Nomocharis in its entirety was eventually subsumed into the genus Lilium, with those members formed the Lophophorum subgroup in the group Sinomartagon. L. lophophorum was placed into Sinomartagon 5c by Comber in 1949, before being placed into section Oxypetalum by De Jong in 1974, and then into section Lophophorum in Liang and Tamura's 2000 Flora of China.
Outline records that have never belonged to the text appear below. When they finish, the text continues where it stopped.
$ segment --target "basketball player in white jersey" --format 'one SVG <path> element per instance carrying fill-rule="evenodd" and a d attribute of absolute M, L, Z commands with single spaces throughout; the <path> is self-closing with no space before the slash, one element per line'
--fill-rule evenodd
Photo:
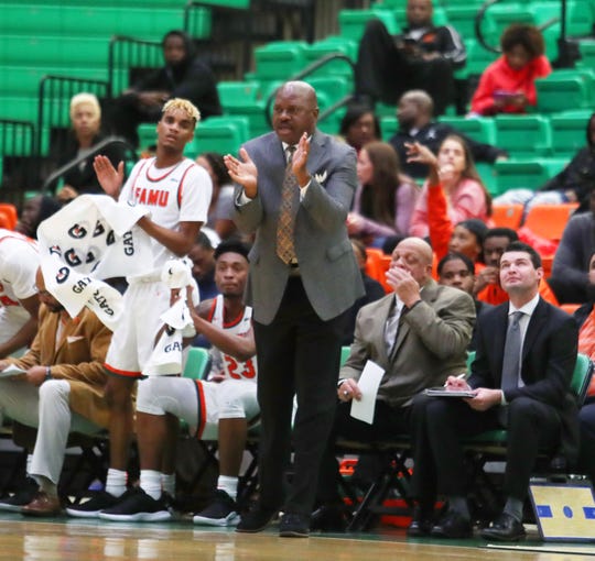
<path fill-rule="evenodd" d="M 248 249 L 227 241 L 215 250 L 215 282 L 221 293 L 201 302 L 194 327 L 213 344 L 206 382 L 153 376 L 139 384 L 137 437 L 140 490 L 99 513 L 107 520 L 167 520 L 163 493 L 175 494 L 177 419 L 184 419 L 198 439 L 218 439 L 219 479 L 215 498 L 194 516 L 196 524 L 237 524 L 236 495 L 248 427 L 259 416 L 252 310 L 242 302 L 248 276 Z M 175 421 L 175 422 L 174 422 Z M 171 482 L 169 487 L 164 483 Z"/>
<path fill-rule="evenodd" d="M 161 270 L 169 258 L 188 253 L 206 222 L 210 202 L 210 177 L 183 154 L 199 119 L 198 110 L 190 101 L 177 98 L 167 101 L 156 125 L 155 157 L 138 162 L 122 188 L 123 163 L 116 169 L 107 157 L 95 158 L 97 178 L 108 195 L 150 210 L 138 226 L 152 239 L 153 261 L 147 264 L 143 275 L 128 278 L 123 296 L 127 314 L 113 332 L 106 356 L 105 366 L 110 374 L 106 399 L 111 415 L 106 488 L 87 503 L 67 508 L 71 516 L 97 517 L 127 490 L 132 388 L 153 350 L 161 328 L 160 316 L 170 307 L 170 290 L 161 280 Z"/>
<path fill-rule="evenodd" d="M 34 240 L 0 228 L 0 359 L 22 354 L 37 332 Z"/>

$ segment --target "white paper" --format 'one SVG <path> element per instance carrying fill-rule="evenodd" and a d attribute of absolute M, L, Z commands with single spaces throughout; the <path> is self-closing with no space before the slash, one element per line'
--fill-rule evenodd
<path fill-rule="evenodd" d="M 26 370 L 19 369 L 14 364 L 9 364 L 4 370 L 0 371 L 0 378 L 10 378 L 19 374 L 26 374 Z"/>
<path fill-rule="evenodd" d="M 369 425 L 374 421 L 374 411 L 376 409 L 376 395 L 378 386 L 385 375 L 385 370 L 372 361 L 366 362 L 361 376 L 357 381 L 361 399 L 351 400 L 351 417 Z"/>

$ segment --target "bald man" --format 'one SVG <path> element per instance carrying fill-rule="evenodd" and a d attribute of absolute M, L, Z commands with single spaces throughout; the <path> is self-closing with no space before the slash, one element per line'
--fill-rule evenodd
<path fill-rule="evenodd" d="M 349 358 L 339 373 L 335 438 L 374 442 L 410 433 L 413 397 L 465 372 L 475 305 L 463 290 L 432 279 L 432 249 L 420 238 L 401 241 L 387 273 L 394 293 L 359 311 Z M 351 400 L 361 398 L 358 380 L 368 361 L 385 370 L 371 425 L 350 416 Z M 314 521 L 321 520 L 321 526 L 322 520 L 337 519 L 333 513 L 339 504 L 334 441 L 326 449 L 320 476 L 323 506 Z"/>
<path fill-rule="evenodd" d="M 53 516 L 61 510 L 57 483 L 68 433 L 93 435 L 108 427 L 104 360 L 111 331 L 88 308 L 71 318 L 45 289 L 41 270 L 35 282 L 39 331 L 22 359 L 0 361 L 0 371 L 10 365 L 24 371 L 0 380 L 0 410 L 36 428 L 37 438 L 26 462 L 30 479 L 14 496 L 0 501 L 0 510 Z"/>
<path fill-rule="evenodd" d="M 260 498 L 238 531 L 262 530 L 281 508 L 280 536 L 307 537 L 335 411 L 343 326 L 364 295 L 345 226 L 357 186 L 355 151 L 318 131 L 317 119 L 312 86 L 283 84 L 274 132 L 246 143 L 241 160 L 226 156 L 238 184 L 235 221 L 256 233 L 246 304 L 253 310 L 262 427 Z M 295 476 L 284 499 L 292 442 Z"/>
<path fill-rule="evenodd" d="M 429 168 L 428 165 L 419 162 L 408 162 L 405 144 L 419 142 L 437 154 L 442 141 L 450 134 L 457 134 L 467 143 L 475 162 L 493 164 L 496 160 L 508 157 L 505 150 L 476 142 L 454 127 L 434 121 L 433 112 L 432 98 L 421 89 L 407 91 L 399 99 L 397 106 L 399 130 L 392 135 L 389 143 L 399 154 L 402 170 L 407 175 L 416 179 L 425 179 Z"/>

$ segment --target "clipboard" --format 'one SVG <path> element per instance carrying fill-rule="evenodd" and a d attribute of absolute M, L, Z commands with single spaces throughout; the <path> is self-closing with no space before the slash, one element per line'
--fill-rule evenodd
<path fill-rule="evenodd" d="M 446 389 L 445 387 L 429 387 L 423 393 L 431 397 L 475 397 L 473 389 Z"/>

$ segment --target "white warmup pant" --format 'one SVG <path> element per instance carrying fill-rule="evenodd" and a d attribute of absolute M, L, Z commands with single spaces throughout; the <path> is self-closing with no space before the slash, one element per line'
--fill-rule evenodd
<path fill-rule="evenodd" d="M 73 413 L 71 386 L 64 380 L 48 380 L 35 387 L 22 380 L 0 380 L 0 409 L 22 425 L 37 428 L 31 473 L 57 484 L 69 432 L 94 435 L 100 430 Z"/>

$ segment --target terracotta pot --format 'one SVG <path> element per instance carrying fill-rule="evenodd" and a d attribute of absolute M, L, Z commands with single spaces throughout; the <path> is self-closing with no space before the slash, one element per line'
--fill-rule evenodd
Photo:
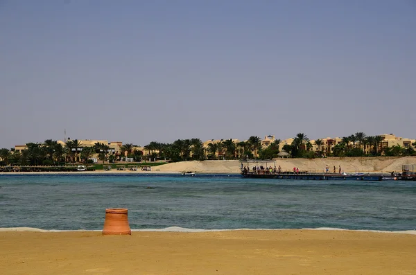
<path fill-rule="evenodd" d="M 103 235 L 131 235 L 127 212 L 127 209 L 105 209 Z"/>

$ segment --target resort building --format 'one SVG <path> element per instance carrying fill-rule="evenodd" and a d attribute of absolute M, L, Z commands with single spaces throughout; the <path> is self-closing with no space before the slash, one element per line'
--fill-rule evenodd
<path fill-rule="evenodd" d="M 416 139 L 404 139 L 399 136 L 396 136 L 393 134 L 381 134 L 383 141 L 381 141 L 381 148 L 386 148 L 395 145 L 400 147 L 409 148 L 413 147 L 413 143 L 416 142 Z"/>
<path fill-rule="evenodd" d="M 68 138 L 67 141 L 71 141 L 71 138 Z M 58 143 L 61 144 L 62 146 L 65 146 L 66 143 L 62 141 L 58 141 Z M 116 157 L 118 157 L 120 154 L 120 147 L 123 145 L 123 143 L 121 141 L 110 141 L 108 142 L 107 140 L 97 140 L 97 139 L 78 139 L 78 142 L 79 143 L 78 148 L 73 148 L 73 151 L 77 151 L 80 152 L 83 151 L 83 148 L 85 147 L 92 147 L 96 143 L 103 143 L 108 145 L 109 149 L 107 151 L 107 154 L 114 154 Z M 15 145 L 15 152 L 18 152 L 21 153 L 23 150 L 27 150 L 27 146 L 24 145 Z M 96 159 L 98 154 L 95 154 L 92 158 Z M 77 155 L 75 158 L 75 161 L 80 161 L 80 156 Z"/>

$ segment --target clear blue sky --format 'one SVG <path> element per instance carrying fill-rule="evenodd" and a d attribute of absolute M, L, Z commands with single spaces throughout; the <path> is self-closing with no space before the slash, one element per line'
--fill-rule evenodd
<path fill-rule="evenodd" d="M 0 148 L 416 138 L 416 1 L 0 0 Z"/>

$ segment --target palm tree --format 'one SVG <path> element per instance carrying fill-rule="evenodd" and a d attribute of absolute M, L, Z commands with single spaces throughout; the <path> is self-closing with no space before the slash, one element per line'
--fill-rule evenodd
<path fill-rule="evenodd" d="M 275 148 L 277 148 L 277 149 L 279 149 L 279 146 L 280 145 L 280 143 L 281 143 L 281 139 L 275 139 L 275 141 L 273 141 L 270 145 L 271 146 L 274 146 Z"/>
<path fill-rule="evenodd" d="M 373 150 L 372 150 L 375 152 L 375 147 L 374 145 L 374 137 L 372 136 L 367 136 L 365 138 L 365 140 L 367 141 L 367 143 L 368 144 L 370 144 L 370 152 L 372 151 L 371 146 L 373 146 L 373 148 L 372 148 Z"/>
<path fill-rule="evenodd" d="M 299 133 L 296 135 L 295 139 L 297 139 L 300 141 L 300 145 L 306 143 L 309 141 L 309 139 L 304 133 Z"/>
<path fill-rule="evenodd" d="M 202 145 L 202 143 L 196 143 L 192 145 L 192 158 L 198 161 L 203 161 L 205 159 L 205 149 Z"/>
<path fill-rule="evenodd" d="M 351 142 L 351 139 L 349 139 L 349 136 L 344 136 L 341 141 L 342 143 L 345 143 L 347 146 L 347 149 L 349 148 L 349 143 Z"/>
<path fill-rule="evenodd" d="M 9 163 L 9 159 L 11 158 L 12 153 L 7 148 L 0 149 L 0 158 L 5 162 L 7 166 Z"/>
<path fill-rule="evenodd" d="M 67 157 L 69 157 L 71 162 L 73 164 L 76 152 L 74 141 L 69 140 L 65 143 L 65 150 L 67 151 Z"/>
<path fill-rule="evenodd" d="M 261 146 L 261 139 L 257 136 L 252 136 L 248 139 L 248 143 L 254 150 L 254 158 L 257 158 L 257 149 Z"/>
<path fill-rule="evenodd" d="M 28 148 L 28 157 L 32 165 L 39 165 L 43 157 L 46 154 L 40 143 L 26 143 Z"/>
<path fill-rule="evenodd" d="M 236 157 L 236 143 L 232 139 L 226 139 L 223 142 L 223 145 L 225 148 L 226 157 L 232 159 Z"/>
<path fill-rule="evenodd" d="M 248 144 L 244 141 L 240 141 L 236 144 L 237 146 L 237 154 L 239 154 L 239 157 L 240 159 L 243 159 L 244 155 L 245 154 L 245 152 L 248 150 L 248 148 L 249 147 Z"/>
<path fill-rule="evenodd" d="M 55 152 L 56 144 L 58 144 L 58 141 L 53 141 L 52 139 L 46 139 L 43 144 L 46 157 L 52 161 L 53 161 L 53 152 Z"/>
<path fill-rule="evenodd" d="M 365 138 L 364 139 L 363 139 L 363 141 L 361 141 L 361 143 L 363 143 L 364 154 L 367 154 L 367 145 L 368 144 L 368 139 L 367 139 L 367 138 Z"/>
<path fill-rule="evenodd" d="M 380 143 L 383 141 L 383 136 L 374 136 L 374 145 L 376 145 L 376 154 L 379 153 L 379 147 L 380 146 Z"/>
<path fill-rule="evenodd" d="M 324 145 L 324 142 L 322 141 L 322 139 L 317 139 L 315 141 L 315 145 L 318 146 L 318 152 L 319 156 L 320 157 L 320 154 L 321 154 L 320 147 L 322 145 Z"/>
<path fill-rule="evenodd" d="M 356 137 L 356 140 L 358 141 L 360 148 L 361 148 L 361 145 L 363 144 L 363 141 L 364 141 L 364 139 L 365 139 L 365 136 L 367 136 L 365 135 L 365 134 L 364 134 L 362 132 L 358 132 L 355 134 L 355 137 Z"/>
<path fill-rule="evenodd" d="M 110 151 L 110 146 L 107 144 L 97 142 L 94 145 L 94 149 L 96 152 L 98 152 L 98 159 L 103 161 L 103 164 L 104 164 L 104 161 L 107 159 L 107 154 Z"/>
<path fill-rule="evenodd" d="M 355 148 L 355 143 L 357 142 L 357 137 L 354 134 L 352 134 L 348 136 L 348 139 L 349 139 L 349 141 L 352 142 L 352 148 Z"/>
<path fill-rule="evenodd" d="M 220 148 L 221 148 L 221 145 L 220 145 L 220 142 L 211 142 L 210 143 L 208 144 L 208 152 L 209 154 L 211 154 L 211 155 L 213 155 L 214 157 L 217 157 L 218 159 L 218 157 L 217 157 L 217 152 L 219 153 Z"/>
<path fill-rule="evenodd" d="M 94 152 L 95 148 L 94 146 L 84 147 L 81 151 L 80 157 L 85 163 L 87 163 L 88 162 L 88 159 L 94 154 Z"/>
<path fill-rule="evenodd" d="M 56 161 L 58 161 L 58 163 L 61 161 L 64 153 L 65 150 L 62 145 L 61 143 L 57 143 L 55 145 L 55 148 L 53 149 L 53 157 L 55 157 L 55 159 L 56 159 Z"/>
<path fill-rule="evenodd" d="M 127 155 L 130 155 L 132 154 L 132 152 L 133 152 L 133 148 L 135 145 L 133 143 L 125 143 L 124 145 L 124 148 L 125 149 L 125 151 L 127 152 Z"/>

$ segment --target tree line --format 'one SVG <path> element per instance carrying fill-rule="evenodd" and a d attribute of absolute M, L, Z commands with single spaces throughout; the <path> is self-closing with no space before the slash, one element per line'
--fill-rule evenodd
<path fill-rule="evenodd" d="M 357 132 L 342 138 L 336 143 L 333 139 L 324 143 L 317 139 L 311 143 L 304 133 L 297 134 L 291 144 L 284 144 L 282 150 L 291 157 L 314 158 L 320 157 L 372 157 L 413 156 L 416 152 L 412 146 L 402 147 L 399 145 L 383 148 L 381 136 L 366 136 L 363 132 Z M 234 142 L 232 139 L 212 141 L 207 148 L 200 139 L 177 139 L 172 143 L 152 141 L 144 146 L 148 152 L 146 156 L 139 146 L 126 143 L 120 147 L 118 153 L 111 152 L 107 144 L 96 143 L 92 146 L 83 146 L 81 141 L 74 139 L 67 141 L 64 145 L 57 141 L 47 139 L 44 143 L 26 143 L 26 150 L 21 152 L 14 148 L 0 149 L 0 165 L 62 165 L 66 163 L 92 162 L 91 158 L 97 155 L 103 163 L 107 161 L 114 162 L 127 155 L 128 157 L 139 161 L 143 158 L 168 159 L 172 161 L 206 159 L 242 159 L 259 158 L 270 159 L 279 157 L 281 141 L 276 139 L 268 146 L 263 148 L 261 139 L 257 136 L 250 136 L 246 141 Z M 313 145 L 318 150 L 312 150 Z M 416 142 L 412 144 L 416 147 Z M 324 150 L 324 148 L 331 148 Z"/>

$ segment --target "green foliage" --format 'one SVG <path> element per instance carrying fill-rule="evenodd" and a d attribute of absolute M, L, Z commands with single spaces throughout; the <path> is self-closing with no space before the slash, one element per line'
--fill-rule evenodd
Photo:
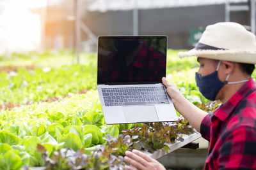
<path fill-rule="evenodd" d="M 42 101 L 95 87 L 95 65 L 36 68 L 33 71 L 19 69 L 13 74 L 1 72 L 0 104 Z"/>

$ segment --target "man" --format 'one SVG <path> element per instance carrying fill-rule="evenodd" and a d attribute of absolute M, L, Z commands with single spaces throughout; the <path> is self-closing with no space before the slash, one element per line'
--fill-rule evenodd
<path fill-rule="evenodd" d="M 199 90 L 222 103 L 208 114 L 163 78 L 175 109 L 210 141 L 205 169 L 256 169 L 256 84 L 251 78 L 256 64 L 255 35 L 237 23 L 217 23 L 206 27 L 194 49 L 179 55 L 198 57 Z M 139 151 L 125 153 L 125 161 L 139 169 L 164 169 Z"/>

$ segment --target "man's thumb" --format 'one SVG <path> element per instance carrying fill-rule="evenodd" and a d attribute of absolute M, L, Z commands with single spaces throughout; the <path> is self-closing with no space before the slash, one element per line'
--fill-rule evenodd
<path fill-rule="evenodd" d="M 166 87 L 172 86 L 172 84 L 167 81 L 166 78 L 165 77 L 163 77 L 162 78 L 162 82 L 165 85 Z"/>

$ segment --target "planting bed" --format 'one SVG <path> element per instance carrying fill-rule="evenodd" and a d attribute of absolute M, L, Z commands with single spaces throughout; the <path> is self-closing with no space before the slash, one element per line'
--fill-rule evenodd
<path fill-rule="evenodd" d="M 196 59 L 182 61 L 177 52 L 168 50 L 167 79 L 194 104 L 214 110 L 220 103 L 205 104 L 195 85 Z M 0 72 L 0 106 L 12 106 L 0 110 L 0 170 L 122 169 L 127 150 L 157 159 L 200 138 L 182 117 L 172 123 L 106 124 L 95 90 L 96 55 L 83 55 L 77 66 L 63 61 L 63 52 L 50 54 L 31 53 L 33 69 Z M 13 63 L 29 64 L 27 55 L 15 54 Z M 3 67 L 12 66 L 9 58 L 1 59 Z M 49 67 L 39 64 L 45 60 L 52 61 Z"/>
Group Sinomartagon was divided into three clades after genetic research had determined that the group was polyphyletic, with Sinomartagon, Lophophorum, and the Lilium duchartreis clades being made. Through Bayesian analysis, the genome of Lilium lophophorum was determined to be in clade Lophophorum, one of eleven proposed clades of the genus Lilium. Initially erected to comprise members of the genus which possessed campanulate nodding flowers by Wang and Tang, Liang and Haw modified the scope of the group to encompass the Nomocharis-like members of Sinomartagon. The other members of the Lophophorum clade are: L. stewartianum, L. matangense, and L. nanum, the last of which belong in Lophophorum clade I. Further studies by Dan Mei Su et al. noted close phylogenetic relationships between L. lophophorum, the preceding three genera, L. duchartrei, and L. lankongense. Through pollen grain analysis and its restricted distribution, it was inferred by Yan-Ping Zhou et al. that group Lophophorum was relatively among the most primitive of the Lilium groups.

===Varieties===
There are two recognized varieties for Lilium lophophorum:
- Lilium lophophorum var. linearifolium (Sealy) S.Yun Liang
- Lilium lophophorum var. lophophorum

For var. lophophorum, the leaves are narrowly lanceolate, lanceolate, or oblong-lanceolate, with the tepals having sparse purple-red spots or they are unspotted. For var. linearifolium, the leaves are linear, having 15-16 linear leaves clustered in the middle of the plant, and the tepals sport obvious purple-red spots. Sealy described two forms for L. lophophorum var. lophophorum, which he referred to as subsp. typicum, forma latifolium and forma wardii.

==Human interactions==
A study by Yun-peng Du et al. which rated Chinese Lilium on a five-point scale for their economic viability highlighted their potential economic and decorative worth, but had scored lower due to their "small height" and "feeble potency". They highlighted the unique spherical shape of the flowers and yellowish green colouration as highlighting "good breeding potential". This same sentiment was shared by Wu et al., which highlighted the unique floral shape's potential within the scope of lily breeding. The ornamental value was placed at 2.516 (out of 5), utilization potential as 0.916, and ecological adaptability at 0.279, for an overall score of 3.711, placing it at Rank III. The other 3 genera placed in Rank III were: L. amoenum, L. bakerianum var. delavayi, and L. pumilum. Hybrids between L. lophophorum var. linearifolium and Lilium longiflorum was produced in 2009 through ovule culture by Jie Wang et al. Lilium lophophorum var. linearifolium was highlighted by Jie Wang et al. as an important germplasm resource within the horticultural and economical spheres due to its vivid colour, resistance to low temperatures, and disease resistance.

Lilium lophophorum is described as a rare species by Yun-peng Du et al., with a single specimen collected during their survey. The Chinese name for Lilium lophophorum is 尖被百合, jian bei bai he. L. lophophorum var. linearifolium is 线叶百合, xiàn yè bǎi hé.